Infância

Humberto Del Maestro

Lembro-me, com certa incerteza, de minha adorada infância ou meninice, como alguém que sonda com um discreto binóculo, como uma folha que a correnteza de um rio leva para longe e que sobrevive apenas ‘inclinada’ em nossa intangível memória ou recordação. Lembro-me principalmente que era um menino extremamente pobre e que os presentes de ‘aniversário e de Natal com que sonhava’ jamais chegaram ao campo material do meu sonho. Lembro-me ainda de uma constante esperança, nesse doce período, que jamais floriu, como rosa em um jardim, em meu mundo sem atrativos.

Meu pai buscava o pão de cada dia com muito sacrifício e, às vezes, passava uma semana ou mais longe de casa, oportunidade que tinha de descansar  à noite no solitário leito materno. A cabeceira da cama era alta, de madeira envernizada, lustrosa; batia no meu pescoço, quando estava de pé sobre o colchão macio de penas ou painas, momento em que podia olhar o que havia atrás dela, que se posicionava inclinada, no meio do amplo quarto de dormir, deixando  atrás um bom espaço, onde a poeira, do tempo e dos meus desejos se assentava.


Todas as vezes que ali pernoitava, meus anseios de anjo pediam aos santos e a Papai Noel que colocassem um presente para mim, naquele espaço relegado, embora não fosse época de Natal. E ia dormir consciente de que tais desejos se realizariam, seriam ouvidos por algum ente miraculoso do conto das fadas.  Mas, ao acordar pela manhã e sondar o vão de minha esperança, a decepção feria meus olhos, com a bofetada de uma triste realidade, porque além da poeira, uma enorme ausência ali se instalava, em forma de presente negado.

A infância ainda não se foi de meus olhos, porque muitas aspirações e anseios, daquele tempo de ingênua esperança, ainda esvoaçam sobre mim, cheios de inocência, como uma fotografia envelhecida abraçando velhos anelos de fé. Era uma época em que nada sabia sobre meus pais, o mundo, sobre mim, como viera à vida e mesmo o que seria, no futuro.
               
Lembro-me também de que eram constantes e fantasiosos esses meus sonhos de infante, todos eles retocados em seda e cetim;  forjados de névoas ou delicados e alvos flocos de algodão a se esparzir ao vento, no campo.

A bola bonita de borracha vermelha que nunca saltou frente aos meus olhos, o velocípede amarelo e ágil que jamais chegava aos meus pés vigorosos ou a bicicleta, mesmo usada, que ninguém se condoeu em oferecer-me. Mas algo em mim perdura até hoje e não consigo alijar do pensamento, que ainda sonha.

Aos seis anos, fui batizado, lembro-me perfeitamente do dia, e serviu-me de padrinho um cidadão desconhecido que nunca mais encontrei depois da pequenina caixa de bombons que dele recebi e que foi regozijo a minha irmã mais velha e sagaz e a outras pessoas que faziam ronda em nossa casa.  Mas algo ficou em mim, na memória, daquela data quase apagada.

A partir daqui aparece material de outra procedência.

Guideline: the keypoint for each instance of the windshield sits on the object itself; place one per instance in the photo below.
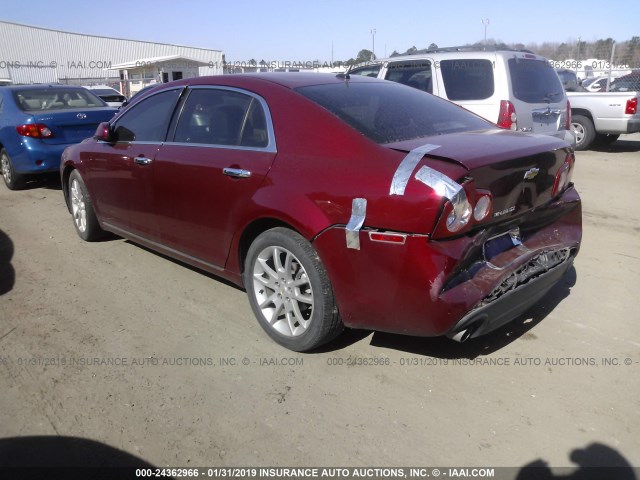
(48, 98)
(390, 112)
(628, 83)
(535, 81)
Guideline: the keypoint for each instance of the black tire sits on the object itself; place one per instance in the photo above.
(84, 216)
(300, 297)
(13, 180)
(583, 129)
(606, 139)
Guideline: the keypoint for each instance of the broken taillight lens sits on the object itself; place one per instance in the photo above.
(507, 118)
(34, 130)
(564, 174)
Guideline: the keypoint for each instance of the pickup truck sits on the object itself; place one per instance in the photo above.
(601, 117)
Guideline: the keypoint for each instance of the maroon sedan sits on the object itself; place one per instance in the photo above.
(335, 202)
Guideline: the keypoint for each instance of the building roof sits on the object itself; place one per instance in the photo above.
(180, 60)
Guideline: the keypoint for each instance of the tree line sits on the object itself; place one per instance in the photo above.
(626, 53)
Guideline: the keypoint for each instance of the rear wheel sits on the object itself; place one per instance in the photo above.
(13, 180)
(84, 216)
(606, 139)
(289, 291)
(583, 129)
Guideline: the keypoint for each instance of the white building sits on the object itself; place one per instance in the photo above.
(39, 55)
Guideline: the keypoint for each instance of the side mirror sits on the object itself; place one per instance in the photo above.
(104, 132)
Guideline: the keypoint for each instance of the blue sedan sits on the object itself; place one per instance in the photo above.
(37, 122)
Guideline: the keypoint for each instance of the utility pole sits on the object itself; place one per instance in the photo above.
(485, 22)
(373, 44)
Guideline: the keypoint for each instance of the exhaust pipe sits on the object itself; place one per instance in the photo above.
(464, 335)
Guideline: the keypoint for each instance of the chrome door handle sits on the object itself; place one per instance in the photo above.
(236, 172)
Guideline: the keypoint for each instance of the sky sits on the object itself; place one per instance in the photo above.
(329, 30)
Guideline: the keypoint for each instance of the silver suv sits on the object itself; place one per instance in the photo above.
(515, 89)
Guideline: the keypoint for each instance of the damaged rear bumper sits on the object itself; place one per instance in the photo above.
(462, 287)
(515, 295)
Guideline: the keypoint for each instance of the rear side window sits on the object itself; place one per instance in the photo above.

Nada me lembro da cerimônia de batismo, mas nesse dia, senti-me como um príncipe, em meus sapatos pretos de verniz, calcinha curta de veludo escuro e camisa alva de cambraia de linho, cerzida por minha tia, que pouco entendia desse aprendizado.  E tudo isso me tornou feliz, porque deixou em mim o feitiço de um nobre, naquele dia singular, fragmento de uma meninice doída, mas cheia de esperança, que permanece em mim até hoje, mesmo depois que tanto tempo passou.

Humberto Del Maestro é poeta, contista e cronista, ocupante da cadeira 20 da Academia Espírito-santense de Letras.